Michael,

Your comments were very helpful. Please see my responses below.

You wrote: "I think that a light-weight feature class or FeatureOnDemand is
a good
solution, as well as a FeatureCache."

I'm glad you think so. I like the term "FeatureOnDemand". Do you mind if I
use it as the name of the light-weight feature class?

You wrote: "I already tested Agile's scalable shapefile driver, and I'm
currently
implementing something similar for GeoConcept format(a commercial gis).
It can save a lot of memory (but as you guess, is not very good for
performance unless we find very well designed solutions)
I've not yet seen how kosmo implemented their scalable shapefile driver,
but I'll have to, because it is not only scalable, it is also writable !"

The FeatureCache will be writable as well.

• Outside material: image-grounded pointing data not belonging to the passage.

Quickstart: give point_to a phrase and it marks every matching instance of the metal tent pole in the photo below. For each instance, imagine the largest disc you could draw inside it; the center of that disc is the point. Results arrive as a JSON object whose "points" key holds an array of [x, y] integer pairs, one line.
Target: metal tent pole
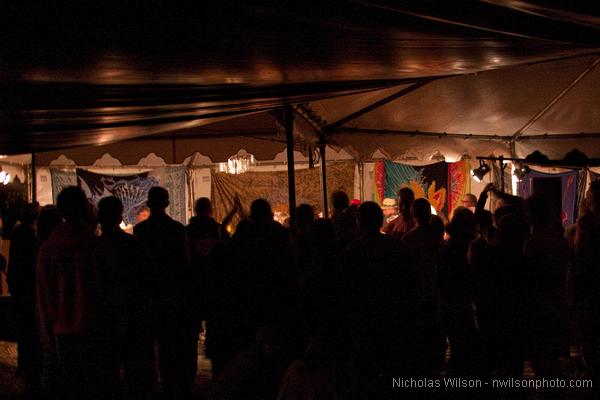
{"points": [[33, 179], [289, 136], [324, 204]]}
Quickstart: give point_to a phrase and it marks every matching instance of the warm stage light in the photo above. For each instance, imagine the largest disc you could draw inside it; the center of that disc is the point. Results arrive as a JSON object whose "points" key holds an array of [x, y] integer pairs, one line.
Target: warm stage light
{"points": [[479, 173]]}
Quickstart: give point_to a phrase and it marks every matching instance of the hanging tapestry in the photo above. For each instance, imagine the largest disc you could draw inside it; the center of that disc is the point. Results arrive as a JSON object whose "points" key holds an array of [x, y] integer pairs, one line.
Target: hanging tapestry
{"points": [[569, 192], [132, 190], [60, 180], [273, 187], [443, 184]]}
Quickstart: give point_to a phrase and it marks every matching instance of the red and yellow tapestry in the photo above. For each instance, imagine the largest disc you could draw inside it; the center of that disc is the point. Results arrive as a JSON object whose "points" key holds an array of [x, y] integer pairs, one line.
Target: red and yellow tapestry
{"points": [[443, 184]]}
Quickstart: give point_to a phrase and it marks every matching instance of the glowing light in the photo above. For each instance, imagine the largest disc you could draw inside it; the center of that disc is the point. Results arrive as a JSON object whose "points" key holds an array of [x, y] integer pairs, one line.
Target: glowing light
{"points": [[238, 164]]}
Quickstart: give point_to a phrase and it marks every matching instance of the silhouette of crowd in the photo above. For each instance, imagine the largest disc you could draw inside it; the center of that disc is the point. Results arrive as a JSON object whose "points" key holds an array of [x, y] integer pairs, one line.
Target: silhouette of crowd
{"points": [[325, 309]]}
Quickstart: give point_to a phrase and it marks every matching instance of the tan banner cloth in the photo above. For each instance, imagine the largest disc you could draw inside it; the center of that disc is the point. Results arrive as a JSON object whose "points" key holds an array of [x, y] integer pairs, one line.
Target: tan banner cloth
{"points": [[273, 186]]}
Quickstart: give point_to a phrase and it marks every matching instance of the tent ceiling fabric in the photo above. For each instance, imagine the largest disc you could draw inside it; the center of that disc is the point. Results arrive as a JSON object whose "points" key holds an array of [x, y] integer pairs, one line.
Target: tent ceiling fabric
{"points": [[91, 73], [491, 103]]}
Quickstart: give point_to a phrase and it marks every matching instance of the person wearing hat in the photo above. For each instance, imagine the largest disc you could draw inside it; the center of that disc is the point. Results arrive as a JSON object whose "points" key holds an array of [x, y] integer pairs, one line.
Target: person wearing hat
{"points": [[390, 210]]}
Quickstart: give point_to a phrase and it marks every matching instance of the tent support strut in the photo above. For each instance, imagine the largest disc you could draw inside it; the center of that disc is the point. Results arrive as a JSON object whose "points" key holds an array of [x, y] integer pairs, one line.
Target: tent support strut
{"points": [[289, 136]]}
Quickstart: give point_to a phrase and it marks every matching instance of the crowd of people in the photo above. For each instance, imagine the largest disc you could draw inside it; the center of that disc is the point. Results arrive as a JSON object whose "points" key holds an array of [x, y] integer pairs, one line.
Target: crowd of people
{"points": [[330, 308]]}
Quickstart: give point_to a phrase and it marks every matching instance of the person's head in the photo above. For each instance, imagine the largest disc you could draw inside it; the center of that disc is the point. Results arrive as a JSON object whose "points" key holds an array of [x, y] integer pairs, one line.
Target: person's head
{"points": [[203, 207], [370, 217], [469, 200], [405, 199], [421, 212], [142, 214], [260, 211], [30, 213], [49, 218], [485, 223], [110, 212], [340, 200], [462, 225], [437, 227], [593, 197], [305, 215], [389, 207], [321, 230], [73, 205], [158, 199]]}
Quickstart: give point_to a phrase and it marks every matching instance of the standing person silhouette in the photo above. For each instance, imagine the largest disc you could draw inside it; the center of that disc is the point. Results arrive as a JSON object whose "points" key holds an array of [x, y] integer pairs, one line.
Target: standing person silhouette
{"points": [[134, 284], [166, 240], [74, 280], [587, 279]]}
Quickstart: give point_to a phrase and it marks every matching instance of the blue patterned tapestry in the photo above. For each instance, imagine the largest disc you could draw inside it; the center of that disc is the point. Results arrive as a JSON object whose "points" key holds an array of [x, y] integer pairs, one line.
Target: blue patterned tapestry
{"points": [[132, 190]]}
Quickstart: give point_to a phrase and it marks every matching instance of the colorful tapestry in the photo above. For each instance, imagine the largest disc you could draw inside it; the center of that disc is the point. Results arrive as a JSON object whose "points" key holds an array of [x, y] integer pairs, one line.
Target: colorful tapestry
{"points": [[132, 190], [443, 184], [273, 187], [60, 180], [569, 192]]}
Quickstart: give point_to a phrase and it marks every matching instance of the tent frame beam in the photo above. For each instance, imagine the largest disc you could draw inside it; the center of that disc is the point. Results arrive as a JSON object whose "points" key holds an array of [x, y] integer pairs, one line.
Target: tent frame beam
{"points": [[377, 104], [556, 99]]}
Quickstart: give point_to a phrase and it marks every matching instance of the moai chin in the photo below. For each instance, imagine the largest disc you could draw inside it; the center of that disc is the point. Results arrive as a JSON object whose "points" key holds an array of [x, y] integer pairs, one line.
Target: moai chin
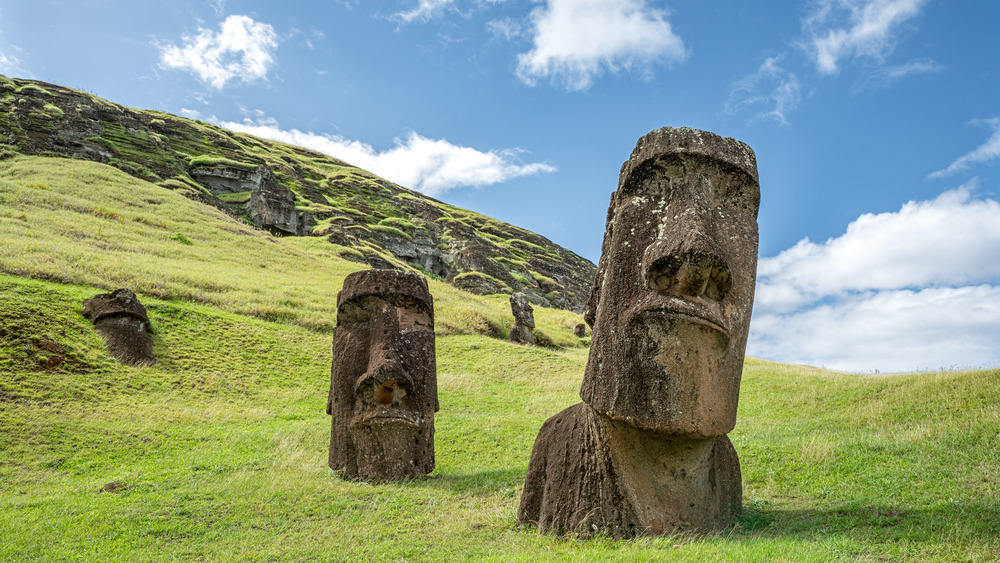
{"points": [[524, 319], [383, 383], [646, 452], [121, 320]]}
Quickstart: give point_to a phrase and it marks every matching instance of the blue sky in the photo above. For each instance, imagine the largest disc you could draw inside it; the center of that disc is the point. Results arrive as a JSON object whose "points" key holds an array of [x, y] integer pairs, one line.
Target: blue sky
{"points": [[876, 125]]}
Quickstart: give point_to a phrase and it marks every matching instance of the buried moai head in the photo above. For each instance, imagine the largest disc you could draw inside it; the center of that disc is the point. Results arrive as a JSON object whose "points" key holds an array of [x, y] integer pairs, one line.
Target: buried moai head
{"points": [[383, 385], [122, 321], [670, 309], [524, 319]]}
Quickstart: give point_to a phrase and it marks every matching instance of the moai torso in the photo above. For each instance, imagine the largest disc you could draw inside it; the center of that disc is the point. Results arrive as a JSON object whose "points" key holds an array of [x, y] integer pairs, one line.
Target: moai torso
{"points": [[383, 384], [670, 312]]}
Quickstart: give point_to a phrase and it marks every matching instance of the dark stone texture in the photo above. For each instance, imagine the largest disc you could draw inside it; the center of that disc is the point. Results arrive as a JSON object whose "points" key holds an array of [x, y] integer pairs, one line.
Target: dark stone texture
{"points": [[121, 320], [646, 452], [158, 147], [383, 384], [524, 319]]}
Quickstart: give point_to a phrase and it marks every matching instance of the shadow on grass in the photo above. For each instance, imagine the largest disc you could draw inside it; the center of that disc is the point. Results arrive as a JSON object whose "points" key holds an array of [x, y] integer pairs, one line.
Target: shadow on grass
{"points": [[479, 483], [971, 521]]}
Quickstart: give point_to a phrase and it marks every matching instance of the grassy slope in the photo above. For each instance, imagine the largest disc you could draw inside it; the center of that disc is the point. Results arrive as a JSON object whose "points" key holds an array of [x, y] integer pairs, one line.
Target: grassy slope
{"points": [[222, 443]]}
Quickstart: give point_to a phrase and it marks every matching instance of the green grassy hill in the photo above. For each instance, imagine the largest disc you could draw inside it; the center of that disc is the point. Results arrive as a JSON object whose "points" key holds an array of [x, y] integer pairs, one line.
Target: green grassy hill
{"points": [[292, 191], [219, 449]]}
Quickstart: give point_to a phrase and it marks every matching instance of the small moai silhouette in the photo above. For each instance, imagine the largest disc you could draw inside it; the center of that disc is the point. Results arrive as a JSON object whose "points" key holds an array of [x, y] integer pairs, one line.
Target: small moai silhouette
{"points": [[524, 319], [122, 321]]}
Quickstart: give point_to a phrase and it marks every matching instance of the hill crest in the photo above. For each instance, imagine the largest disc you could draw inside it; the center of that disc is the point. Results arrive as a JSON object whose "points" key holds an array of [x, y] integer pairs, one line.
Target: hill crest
{"points": [[293, 191]]}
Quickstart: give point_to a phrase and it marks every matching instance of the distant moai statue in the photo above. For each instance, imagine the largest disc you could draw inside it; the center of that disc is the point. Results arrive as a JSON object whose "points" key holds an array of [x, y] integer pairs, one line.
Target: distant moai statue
{"points": [[121, 320], [646, 452], [524, 319], [383, 382]]}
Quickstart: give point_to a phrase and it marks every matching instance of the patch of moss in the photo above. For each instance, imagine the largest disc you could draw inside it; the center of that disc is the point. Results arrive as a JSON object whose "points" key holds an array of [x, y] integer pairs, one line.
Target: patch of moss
{"points": [[392, 231]]}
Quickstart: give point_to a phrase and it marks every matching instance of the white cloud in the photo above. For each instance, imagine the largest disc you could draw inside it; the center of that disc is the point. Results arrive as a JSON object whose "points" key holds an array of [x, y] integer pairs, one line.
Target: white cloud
{"points": [[984, 154], [844, 29], [430, 166], [910, 290], [11, 65], [772, 86], [506, 28], [575, 41], [890, 331], [423, 11], [242, 49]]}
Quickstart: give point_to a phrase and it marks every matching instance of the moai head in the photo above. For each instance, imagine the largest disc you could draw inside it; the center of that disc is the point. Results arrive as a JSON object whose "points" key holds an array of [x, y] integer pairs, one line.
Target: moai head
{"points": [[670, 308], [522, 310], [122, 321], [383, 387], [524, 319]]}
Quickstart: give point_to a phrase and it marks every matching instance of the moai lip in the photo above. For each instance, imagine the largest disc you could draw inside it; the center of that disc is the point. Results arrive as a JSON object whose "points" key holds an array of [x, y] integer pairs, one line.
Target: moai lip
{"points": [[646, 452], [383, 383]]}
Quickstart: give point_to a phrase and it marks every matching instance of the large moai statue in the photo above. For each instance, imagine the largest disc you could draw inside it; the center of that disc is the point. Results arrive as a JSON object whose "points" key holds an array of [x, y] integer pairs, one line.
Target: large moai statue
{"points": [[122, 321], [383, 383], [646, 451], [524, 319]]}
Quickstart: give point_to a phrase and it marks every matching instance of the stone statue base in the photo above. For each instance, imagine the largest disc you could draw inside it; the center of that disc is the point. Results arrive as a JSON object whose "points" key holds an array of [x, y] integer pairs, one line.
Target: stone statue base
{"points": [[589, 474]]}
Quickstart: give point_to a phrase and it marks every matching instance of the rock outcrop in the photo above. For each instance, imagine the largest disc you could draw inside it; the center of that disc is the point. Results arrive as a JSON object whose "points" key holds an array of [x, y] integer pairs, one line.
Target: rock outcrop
{"points": [[289, 190]]}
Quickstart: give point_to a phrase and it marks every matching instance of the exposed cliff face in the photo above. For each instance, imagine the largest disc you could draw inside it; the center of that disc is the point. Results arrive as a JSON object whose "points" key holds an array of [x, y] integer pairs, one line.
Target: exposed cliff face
{"points": [[292, 191]]}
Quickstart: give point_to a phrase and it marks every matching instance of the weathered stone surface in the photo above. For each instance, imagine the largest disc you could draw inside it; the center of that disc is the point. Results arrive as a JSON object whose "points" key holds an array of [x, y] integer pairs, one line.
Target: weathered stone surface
{"points": [[589, 474], [524, 319], [383, 384], [121, 320], [646, 451]]}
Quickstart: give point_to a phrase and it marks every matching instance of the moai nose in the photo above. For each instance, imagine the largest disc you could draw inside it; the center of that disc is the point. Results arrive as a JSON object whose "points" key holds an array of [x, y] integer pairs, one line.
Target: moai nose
{"points": [[686, 262], [385, 382]]}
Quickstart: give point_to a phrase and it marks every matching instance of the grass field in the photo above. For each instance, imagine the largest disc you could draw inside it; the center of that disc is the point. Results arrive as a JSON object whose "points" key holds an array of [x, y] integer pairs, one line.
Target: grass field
{"points": [[219, 449]]}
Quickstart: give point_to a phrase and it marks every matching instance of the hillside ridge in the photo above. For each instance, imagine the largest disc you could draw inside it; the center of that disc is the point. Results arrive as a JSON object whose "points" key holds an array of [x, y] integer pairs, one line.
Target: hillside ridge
{"points": [[293, 191]]}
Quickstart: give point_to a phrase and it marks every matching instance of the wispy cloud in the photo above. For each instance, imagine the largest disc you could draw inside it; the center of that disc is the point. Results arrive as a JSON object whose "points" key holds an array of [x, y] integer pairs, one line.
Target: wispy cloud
{"points": [[984, 154], [848, 29], [772, 87], [576, 41], [506, 28], [242, 49], [886, 76], [902, 291], [423, 11], [10, 65], [430, 166]]}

The advantage over the scalable
shapefile driver that is used by Agile, UDig and (maybe) Kosmo is that we'll
be able to use the FeatureCache with any data source that can provide
Features. For example, after I get the FeatureCache working with GeoTools
Shapefile drivers I want to get it working for AutoDesk's DXF format as
well. The other benefit is that we can support storage of data not currently
supported in the ESRI Shapefile format if we choose to do so in the future.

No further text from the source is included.